Au pessimisme d’Antoine Vauchez qui considère que le débat sur la qualité de la justice est de façon rédhibitoire amputée d’une dimension démocratique essentielle, répond l’analyse très riche en perspectives d’Hélène Pauliat. Ainsi, ce professeur de droit public propose de distinguer la procédure, qui a pour objet de faire respecter les droits des justiciables, du processus, qui a pour objet la mise en place de techniques d’administration. Cette distinction permettrait une évaluation de la qualité de la gestion d’une juridiction dont la finalité est la mise en œuvre efficace d’une organisation adaptée du travail judiciaire, pré-requis indispensable de la qualité des décisions de justice, sans atteinte à l‘indépendance de la magistrature, car ce contrôle ne devrait pas toucher à l’acte juridictionnel. L’exigence constitutionnelle de la séparation des pouvoirs imposerait cependant comme préalables incontournables, la clarification des champs de compétence de l’inspection générale des services judiciaires, du médiateur de la République et du conseil supérieur de la magistrature, seul garant admissible de la définition du "processus" et de la détermination des indicateurs de la charge de travail des magistrats ; la mise en œuvre d’une politique de gestion des ressources humaines impartiale permettant de sélectionner et d’évaluer des chefs de cour et de juridiction présentant de véritables qualités d’organisateur et de gestionnaire.

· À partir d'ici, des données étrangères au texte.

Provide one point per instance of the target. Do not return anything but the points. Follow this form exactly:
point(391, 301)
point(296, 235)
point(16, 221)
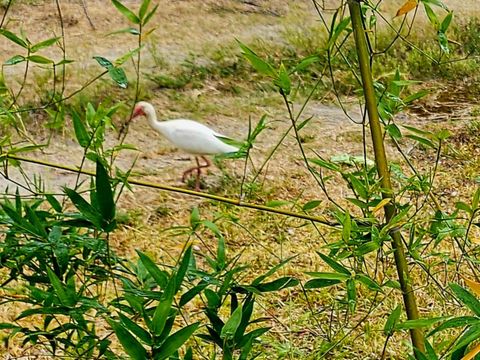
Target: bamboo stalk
point(236, 202)
point(409, 299)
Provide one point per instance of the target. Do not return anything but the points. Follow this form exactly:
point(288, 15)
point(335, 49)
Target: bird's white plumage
point(187, 135)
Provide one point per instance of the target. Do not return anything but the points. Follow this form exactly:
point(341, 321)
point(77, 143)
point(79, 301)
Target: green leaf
point(163, 309)
point(258, 64)
point(460, 205)
point(328, 276)
point(415, 96)
point(35, 221)
point(87, 210)
point(107, 64)
point(160, 277)
point(230, 327)
point(104, 194)
point(392, 321)
point(118, 75)
point(53, 202)
point(335, 265)
point(43, 44)
point(131, 345)
point(125, 57)
point(432, 17)
point(443, 41)
point(419, 323)
point(40, 59)
point(190, 294)
point(347, 227)
point(194, 218)
point(12, 37)
point(80, 131)
point(15, 60)
point(446, 22)
point(175, 341)
point(143, 8)
point(126, 12)
point(278, 284)
point(422, 140)
point(64, 298)
point(140, 332)
point(182, 268)
point(325, 164)
point(337, 31)
point(476, 198)
point(370, 283)
point(351, 295)
point(272, 270)
point(461, 321)
point(467, 298)
point(366, 248)
point(283, 80)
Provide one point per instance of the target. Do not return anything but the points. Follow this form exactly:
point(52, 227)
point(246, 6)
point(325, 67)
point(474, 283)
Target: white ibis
point(187, 135)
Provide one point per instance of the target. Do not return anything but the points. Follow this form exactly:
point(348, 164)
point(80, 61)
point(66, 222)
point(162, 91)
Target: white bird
point(187, 135)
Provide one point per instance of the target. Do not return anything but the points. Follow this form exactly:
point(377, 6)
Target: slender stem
point(382, 168)
point(235, 202)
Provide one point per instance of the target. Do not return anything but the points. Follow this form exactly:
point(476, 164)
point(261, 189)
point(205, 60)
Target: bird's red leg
point(199, 171)
point(207, 162)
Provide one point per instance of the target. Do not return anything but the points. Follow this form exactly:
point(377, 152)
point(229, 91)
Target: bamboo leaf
point(150, 15)
point(320, 283)
point(419, 323)
point(335, 265)
point(131, 345)
point(258, 64)
point(12, 37)
point(472, 285)
point(15, 60)
point(43, 44)
point(392, 321)
point(140, 332)
point(230, 327)
point(118, 75)
point(104, 194)
point(338, 30)
point(466, 298)
point(39, 59)
point(160, 277)
point(278, 284)
point(175, 341)
point(65, 299)
point(87, 210)
point(143, 8)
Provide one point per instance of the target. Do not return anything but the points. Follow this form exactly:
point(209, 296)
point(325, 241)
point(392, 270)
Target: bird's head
point(142, 108)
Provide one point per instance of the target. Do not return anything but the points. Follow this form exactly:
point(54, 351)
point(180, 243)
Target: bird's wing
point(196, 138)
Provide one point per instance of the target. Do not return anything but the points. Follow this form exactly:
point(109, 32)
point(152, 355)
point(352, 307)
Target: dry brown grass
point(193, 26)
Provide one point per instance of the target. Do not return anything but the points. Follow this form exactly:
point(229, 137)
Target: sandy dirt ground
point(181, 27)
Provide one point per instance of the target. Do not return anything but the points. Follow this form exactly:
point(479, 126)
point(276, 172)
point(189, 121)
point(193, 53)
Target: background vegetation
point(286, 252)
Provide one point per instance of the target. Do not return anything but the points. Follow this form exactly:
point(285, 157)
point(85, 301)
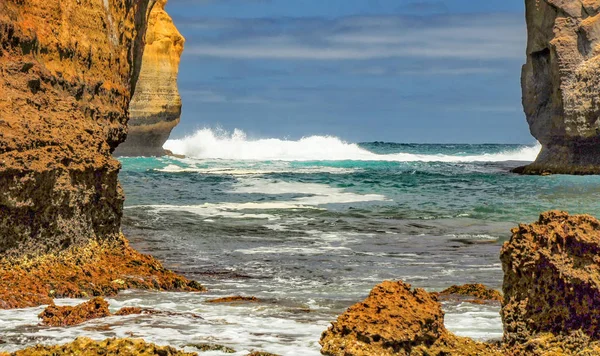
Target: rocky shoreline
point(550, 303)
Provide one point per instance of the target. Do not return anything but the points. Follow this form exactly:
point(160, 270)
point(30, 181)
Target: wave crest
point(218, 144)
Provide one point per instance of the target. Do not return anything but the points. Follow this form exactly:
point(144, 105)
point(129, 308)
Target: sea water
point(309, 227)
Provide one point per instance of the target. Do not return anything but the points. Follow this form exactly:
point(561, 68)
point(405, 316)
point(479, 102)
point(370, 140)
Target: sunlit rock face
point(561, 85)
point(156, 106)
point(67, 71)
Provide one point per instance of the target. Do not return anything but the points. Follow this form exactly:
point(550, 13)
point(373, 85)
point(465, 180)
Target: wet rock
point(109, 347)
point(212, 347)
point(155, 108)
point(396, 320)
point(68, 72)
point(69, 316)
point(479, 291)
point(98, 269)
point(552, 277)
point(234, 299)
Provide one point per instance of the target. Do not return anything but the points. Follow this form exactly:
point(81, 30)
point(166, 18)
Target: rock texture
point(561, 85)
point(109, 347)
point(478, 291)
point(552, 278)
point(67, 71)
point(396, 320)
point(97, 269)
point(156, 106)
point(94, 308)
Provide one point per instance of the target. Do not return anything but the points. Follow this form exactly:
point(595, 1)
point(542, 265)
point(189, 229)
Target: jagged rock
point(396, 320)
point(109, 347)
point(67, 71)
point(561, 85)
point(552, 277)
point(478, 291)
point(94, 308)
point(98, 269)
point(155, 108)
point(234, 299)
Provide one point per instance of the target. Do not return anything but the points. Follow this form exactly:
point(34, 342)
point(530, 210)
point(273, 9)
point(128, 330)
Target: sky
point(411, 71)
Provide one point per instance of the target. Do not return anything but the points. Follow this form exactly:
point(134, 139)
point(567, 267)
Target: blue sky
point(436, 71)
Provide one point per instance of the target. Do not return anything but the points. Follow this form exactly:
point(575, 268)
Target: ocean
point(309, 227)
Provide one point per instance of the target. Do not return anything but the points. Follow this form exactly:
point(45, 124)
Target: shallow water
point(311, 237)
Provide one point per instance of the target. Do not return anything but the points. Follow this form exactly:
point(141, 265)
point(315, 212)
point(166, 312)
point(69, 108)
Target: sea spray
point(218, 144)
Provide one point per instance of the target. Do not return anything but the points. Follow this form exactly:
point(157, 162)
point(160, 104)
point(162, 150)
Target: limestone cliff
point(156, 105)
point(67, 70)
point(561, 85)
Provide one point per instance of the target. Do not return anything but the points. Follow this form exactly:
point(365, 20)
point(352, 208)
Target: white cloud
point(489, 37)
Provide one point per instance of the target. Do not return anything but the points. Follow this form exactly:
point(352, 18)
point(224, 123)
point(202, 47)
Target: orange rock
point(109, 347)
point(234, 299)
point(98, 269)
point(129, 311)
point(552, 277)
point(68, 316)
point(155, 108)
point(396, 320)
point(478, 291)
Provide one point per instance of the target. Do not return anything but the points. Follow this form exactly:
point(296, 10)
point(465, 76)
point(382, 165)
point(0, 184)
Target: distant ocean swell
point(218, 144)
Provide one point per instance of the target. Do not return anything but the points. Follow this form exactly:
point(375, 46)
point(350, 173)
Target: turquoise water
point(309, 227)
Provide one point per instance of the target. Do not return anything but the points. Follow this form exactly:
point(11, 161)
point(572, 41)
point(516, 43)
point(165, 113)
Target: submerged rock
point(155, 108)
point(552, 277)
point(561, 85)
point(396, 320)
point(478, 291)
point(109, 347)
point(69, 316)
point(98, 269)
point(234, 299)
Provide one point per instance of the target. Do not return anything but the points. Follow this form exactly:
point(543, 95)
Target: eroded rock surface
point(67, 71)
point(552, 277)
point(97, 269)
point(109, 347)
point(561, 85)
point(396, 320)
point(155, 108)
point(55, 315)
point(477, 290)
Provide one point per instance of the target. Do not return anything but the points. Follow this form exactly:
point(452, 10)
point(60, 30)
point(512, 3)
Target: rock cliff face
point(552, 278)
point(156, 105)
point(67, 70)
point(561, 85)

En fin de compte, derrière le débat qui a animé ces juristes, se profile celui d’un nouveau modèle de justice. Il faut alors regretter, compte tenu de l’urgence, en France, d’inscrire la réorganisation judiciaire dans une perspective respectueuse des standards européens, que ces dernières réflexions n’aient pas constitué le point de départ de ces rencontres professionnelles. En tout état de cause, l’intérêt en soi d’un tel colloque est de mettre au premier plan le discours du management, si longtemps méprisé par l’intelligentsia, et abandonné à la littérature économique. Pourtant, sous la révolution, déjà, courait cette maxime : "juger, c’est aussi administrer "   . Nous tournant vers quelques érudits des constructions romano-canoniques, nous serions surpris et efficacement éclairés, d’apprendre combien le management a une histoire ancienne et complexe. Assurément, il ne tombe pas du ciel, mais il a à voir avec lui !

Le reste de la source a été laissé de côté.